Up Front and Personal

Fond Memories of the Late Msgr. Dr. Rodgers

by Joseph N. Manago

It was a cold morning at 6 a.m. one day in the early 1960s when I first met the late Msgr. William J. Rodgers as an altar boy for Mass in St. Patrick’s Church, Kent Ave., Fort Greene.   “Introibo ad altare Dei. Ad Deum qui laetificat juventutem meam.” He was praying the Tridentine Mass in beautiful ecclesiastical Latin, and I was a Latin newbie fascinated by the language and the ritual of the Mass.
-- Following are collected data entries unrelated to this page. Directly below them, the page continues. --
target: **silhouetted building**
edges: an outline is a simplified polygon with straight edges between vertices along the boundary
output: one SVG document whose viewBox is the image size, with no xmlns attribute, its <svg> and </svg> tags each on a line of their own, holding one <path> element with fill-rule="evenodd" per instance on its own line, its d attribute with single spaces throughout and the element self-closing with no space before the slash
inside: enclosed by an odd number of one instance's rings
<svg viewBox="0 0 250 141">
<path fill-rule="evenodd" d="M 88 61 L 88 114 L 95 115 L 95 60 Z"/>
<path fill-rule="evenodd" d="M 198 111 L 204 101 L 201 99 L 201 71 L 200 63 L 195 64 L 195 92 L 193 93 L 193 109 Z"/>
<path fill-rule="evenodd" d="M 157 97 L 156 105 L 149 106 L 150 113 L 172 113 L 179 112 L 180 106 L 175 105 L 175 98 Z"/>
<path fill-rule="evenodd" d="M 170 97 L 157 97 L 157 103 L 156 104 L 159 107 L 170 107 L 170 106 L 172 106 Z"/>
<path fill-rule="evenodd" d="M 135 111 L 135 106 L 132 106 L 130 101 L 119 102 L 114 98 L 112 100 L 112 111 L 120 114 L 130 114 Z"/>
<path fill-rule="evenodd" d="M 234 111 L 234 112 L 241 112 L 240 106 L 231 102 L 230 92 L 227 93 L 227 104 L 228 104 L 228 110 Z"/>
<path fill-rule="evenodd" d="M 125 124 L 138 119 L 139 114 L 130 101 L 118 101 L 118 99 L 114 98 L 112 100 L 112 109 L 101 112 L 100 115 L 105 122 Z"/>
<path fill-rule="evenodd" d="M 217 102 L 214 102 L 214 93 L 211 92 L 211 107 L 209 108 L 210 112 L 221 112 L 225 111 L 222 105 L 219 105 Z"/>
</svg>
On Fridays, I assisted Father Rodgers at the Spanish novenas. He not only knew English and Latin, but also Spanish and German. His humility surfaced years later when he reminisced with me of how he “murdered” the Espanol at first in the prayers. He loved German also, and jokingly said he had regretted taking the language course, instead of the exam, for his doctorate in philosophy at St. John’s University, since his professor would always look at him and say, “Father Rodgers, would you kindly translate this passage into the German for the class?”

Father Rodgers said his passion, “besides theology, of course, was philosophy.” His doctoral thesis concerned the philosophy of Charles Saunders Peirce (1839-1914) who described himself as a logician, but with an epistemological foundation upon our everyday and scientific experience of inquiry in rejection of a priori Cartesianism. This influence prevailed in Father Rodgers insistence, upon presentation of my book, “Mathematical Logic and the Philosophy of God and Man” (1st Books, 2000), that I should have first thoroughly discussed the premises of my arguments by “going back to Aristotle,” and only then followed by the symbolic logical proofs of the derivative theorems. Father Rodgers said, “If I were your mentor, I would be fighting with you day and night, Professor Manago!”

Shortly before his retirement in the early 1980s, I would visit Father Rodgers in the rectory at St. Lucy-St. Patrick. We would share memories of the older days. At Christmas, he had all his cards dangling on strings in his office. He wasn’t perfect as he once had the same bad habit as myself. We would both smoke Bering cigars as we reminisced.

And we both loved Italian cuisine. He loved to have dinner at Cino’s on DeKalb Ave. So when I called him after teaching at L.I.U. or Pratt Institute, he would emphatically exclaim, “Professor Manago, get a table at Cino’s before I come!” He loved Cino’s.

As a boy, I had mistakenly thought he was of Spanish Dominican roots (Spanish novenas), not Charleston, South Carolina! Black? I was color blind, as I saw only a Roman Catholic priest, a philosopher and a friend.

I heavily cried only three times in my life – upon the death of my father, my mother and now, upon the departure of my beloved Father Rodgers! Requiem aeternam dona eis, Domine: et lux perpetua luceat eis.


Manago is an author, molecular biologist, mathematician, philosopher, composer and pianist who resides in the parish of St. Nicholas of Tolentine, Jamaica.